Cruz Manuelos, a rough-around-the-edges but passionate young Marine, is recruited to join the CIA's Lioness Engagement Team to help bring down a terrorist organization from within. Joe, the station chief of the Lioness program, is tasked with training, managing and leading her female undercover operatives.
Ratings
Curator score: 4.3/10
IMDb: 7.8/10
Rotten Tomatoes: 72%
Metacritic: 56
TMDB: 8.0/10
Production
Blossom Films, MTV Entertainment Studios, 101 Studios, Bosque Ranch Productions, Cinestar Pictures, Paramount Television Studios
Cast
Zoe Saldaña, Laysla De Oliveira, Dave Annable, Jill Wagner, LaMonica Garrett, James Jordan, Genesis Rodriguez, Michael Kelly, Austin Hébert, Jonah Wharton, Hannah Love Lanier, Nicole Kidman, Morgan Freeman, Ian Bohen
Where to watch
fuboTV, Paramount Plus Premium, Paramount Plus Essential, Spectrum On Demand
Curator Review
Verdict
A tense, glossy espionage thriller with strong action and a propulsive premise, but it’s also uneven in character depth and often leans more on Sheridan-style momentum than nuance.
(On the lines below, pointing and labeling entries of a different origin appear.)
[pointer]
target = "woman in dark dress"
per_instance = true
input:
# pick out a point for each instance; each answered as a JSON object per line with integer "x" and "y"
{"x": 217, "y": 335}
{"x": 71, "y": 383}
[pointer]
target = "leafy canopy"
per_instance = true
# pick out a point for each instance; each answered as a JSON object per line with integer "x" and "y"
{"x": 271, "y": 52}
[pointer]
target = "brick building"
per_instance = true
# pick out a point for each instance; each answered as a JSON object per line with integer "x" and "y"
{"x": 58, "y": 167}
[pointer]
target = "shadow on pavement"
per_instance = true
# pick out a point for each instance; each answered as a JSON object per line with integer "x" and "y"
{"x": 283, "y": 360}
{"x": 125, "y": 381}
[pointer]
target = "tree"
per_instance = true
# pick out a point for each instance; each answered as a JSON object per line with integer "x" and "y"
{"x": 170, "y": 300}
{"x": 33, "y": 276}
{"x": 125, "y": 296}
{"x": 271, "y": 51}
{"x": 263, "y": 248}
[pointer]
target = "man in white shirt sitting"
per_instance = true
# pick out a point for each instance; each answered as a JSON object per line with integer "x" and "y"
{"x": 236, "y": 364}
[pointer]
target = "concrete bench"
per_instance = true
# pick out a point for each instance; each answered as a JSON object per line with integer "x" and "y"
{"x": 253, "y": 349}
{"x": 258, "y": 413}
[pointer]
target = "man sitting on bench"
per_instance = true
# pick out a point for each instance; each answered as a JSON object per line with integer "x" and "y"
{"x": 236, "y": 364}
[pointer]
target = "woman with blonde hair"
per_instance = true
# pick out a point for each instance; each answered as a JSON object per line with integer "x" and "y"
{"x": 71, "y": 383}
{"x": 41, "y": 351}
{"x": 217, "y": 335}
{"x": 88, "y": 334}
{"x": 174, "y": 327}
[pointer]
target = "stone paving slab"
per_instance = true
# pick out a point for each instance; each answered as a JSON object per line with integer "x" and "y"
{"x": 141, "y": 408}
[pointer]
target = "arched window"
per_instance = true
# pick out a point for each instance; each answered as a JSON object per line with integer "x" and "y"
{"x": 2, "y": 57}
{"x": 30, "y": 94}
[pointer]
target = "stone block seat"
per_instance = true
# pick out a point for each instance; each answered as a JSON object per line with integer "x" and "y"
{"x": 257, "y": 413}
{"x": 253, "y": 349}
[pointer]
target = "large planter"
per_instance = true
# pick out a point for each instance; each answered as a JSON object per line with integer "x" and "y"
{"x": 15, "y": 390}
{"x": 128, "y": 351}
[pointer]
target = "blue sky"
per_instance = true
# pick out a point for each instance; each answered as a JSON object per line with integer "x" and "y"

Worth it if you want a fast, militarized spy series with big stakes and a polished streaming sheen.
Best for
fans of modern espionage and covert-ops dramas
viewers who like action-forward prestige TV
Taylor Sheridan completists
people who enjoy female-led undercover stories
Skip if
you want subtle, character-first spycraft
you’re tired of militarized, macho-adjacent thriller writing
you prefer tightly plotted espionage over broad melodrama
you want a consistently even series across every episode
Overview
Lioness is built for speed: recruitment, training, infiltration, and escalation all arrive with the confidence of a premium streaming thriller. Zoe Saldaña gives the series a grounded center, and the undercover framework has enough built-in tension to keep the show moving even when the writing gets blunt or familiar. The action is polished, the stakes are clear, and the premise is easy to binge.
Worth noting
The tradeoff is depth. Like a lot of Sheridan’s work, Lioness often favors hard-charging momentum, tactical swagger, and emotional shorthand over subtle development. Some supporting arcs feel undercooked, and the series can be more interested in the machinery of covert operations than in fully exploring the people inside them.
Bottom line
Season 1 is the main draw and the most satisfying entry point; Season 2 continues the formula with more of the same strengths and weaknesses. If you’re in the mood for a slick, high-stakes spy drama that plays like a blockbuster series, it delivers. If you want a more intricate or psychologically layered intelligence story, there are stronger alternatives.